MS copy of letter to unknown recipient. Undated. Begins and breaks off mid-sentence. Copying date unknown. Puke Ariki. ARC2002-190. Fascicle 1, pp. [27]-[28].

The two pages form the back cover of Fascicle 1, which has lost one or more of its internal signatures. The fragment is likely to be another family letter, sent from Sydney or Hobart Mar-apr 1861.

Taranaki Herald 16 Mar 1861: 2. Shipping Intelligence.
March 12. — I.C.R.M.S.S. Victory, 501 tons, Toogood, from the Southern Settlements.
March 12.— I.C.R.M.S.S. Victory, Toogood, for Sydney. Passengers— C. C. DesVoeux, Esq., Mrs Des Voeux and child, Mrs Richardson, Mrs W. C. King and 2 children, Miss Tyhurst, Miss Harris, Miss Penwarden.

Taranaki Herald 16 Mar 1861: 2. Continuation of Journal of Events. Tuesday, March 12. — The I.C.R.M.S. Victory arrived at 2 p.m. from Nelson and the Southern Settlements. […] The Victory with the homeward mails, and several passengers from this port, left for Sydney at about 9 p.m.

The first thing we did was to choose our cabins.
Neither the passenger list nor Emily’s itemising of cabin occupants mentions Charlotte Des Voeux, aged five. Charlotte does however appear on the Sydney-Hobart passenger list (see below), suggesting that the family picked her up in Sydney.

It was a very nice salon with paintings & mirrors and couches of crimson velvet
ICRMSS Victory joined the Inter Colonial Steam Ship fleet in 1860. She ran aground north of Port Chalmers in July 1861 and was scrapped. See Lyttelton Times 10 July 1861: 4.

Miss Tyhurst was a very bad sailor, Mrs Richardson was quite ill, Jane was pretty well
Miss Jane Penwarden and Miss Tyhurst appear to be assisting Mrs King and Mrs Richardson.

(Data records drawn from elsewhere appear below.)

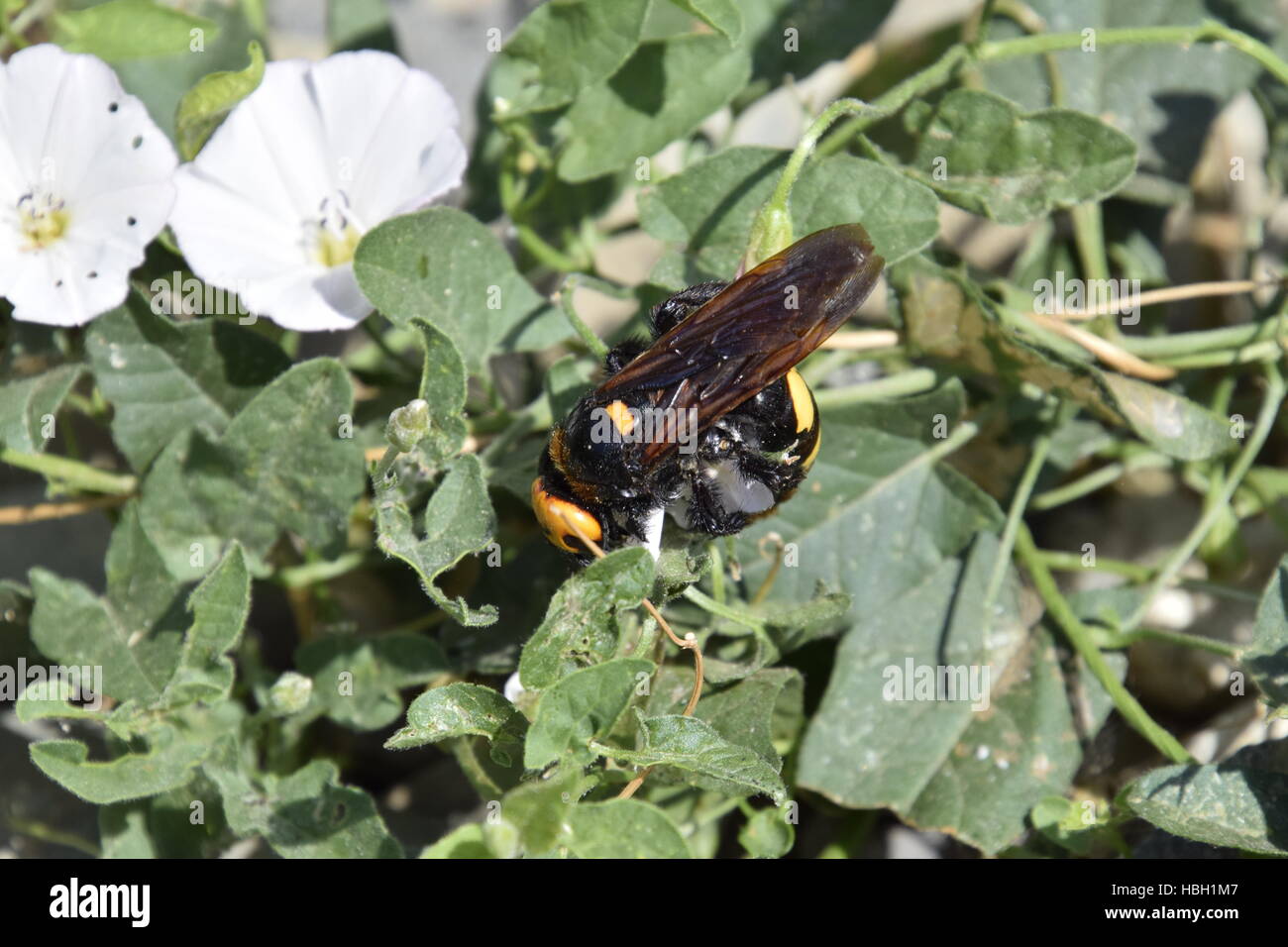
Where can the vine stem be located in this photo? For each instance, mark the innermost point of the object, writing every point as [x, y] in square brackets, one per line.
[772, 230]
[13, 515]
[588, 337]
[687, 643]
[1218, 502]
[1081, 637]
[1019, 502]
[1207, 31]
[73, 474]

The Des Voeux party left Sydney for Hobart 8 Apr 1861. Charles and Catherine Des Voeux and their children lived in Hobart at 138 Macquarie St and in Holbrook Place, South Hobart, until 1874, when the family moved permanently to England.

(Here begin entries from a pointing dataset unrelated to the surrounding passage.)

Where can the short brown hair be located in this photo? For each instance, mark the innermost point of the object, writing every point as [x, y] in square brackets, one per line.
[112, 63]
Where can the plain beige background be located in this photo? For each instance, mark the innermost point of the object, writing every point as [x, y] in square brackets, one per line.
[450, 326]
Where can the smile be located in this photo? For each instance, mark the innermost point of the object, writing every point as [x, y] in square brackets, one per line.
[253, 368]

The Mercury (Hobart, Tasmania) 12 Apr 1861: 2. Shipping, Hobart Town. April 11: arrived the Tasmania of the TSN co, screw steamer, Captain Clinch, from Sydney on the 8th inst., via Twofold Bay on the 9th. Passengers: Cabin, Mr and Mrs and Miss and Master Des Voeux, Miss Harris, Mrs King and infant, Miss A. King, Mrs Richardson and Miss Penwarden.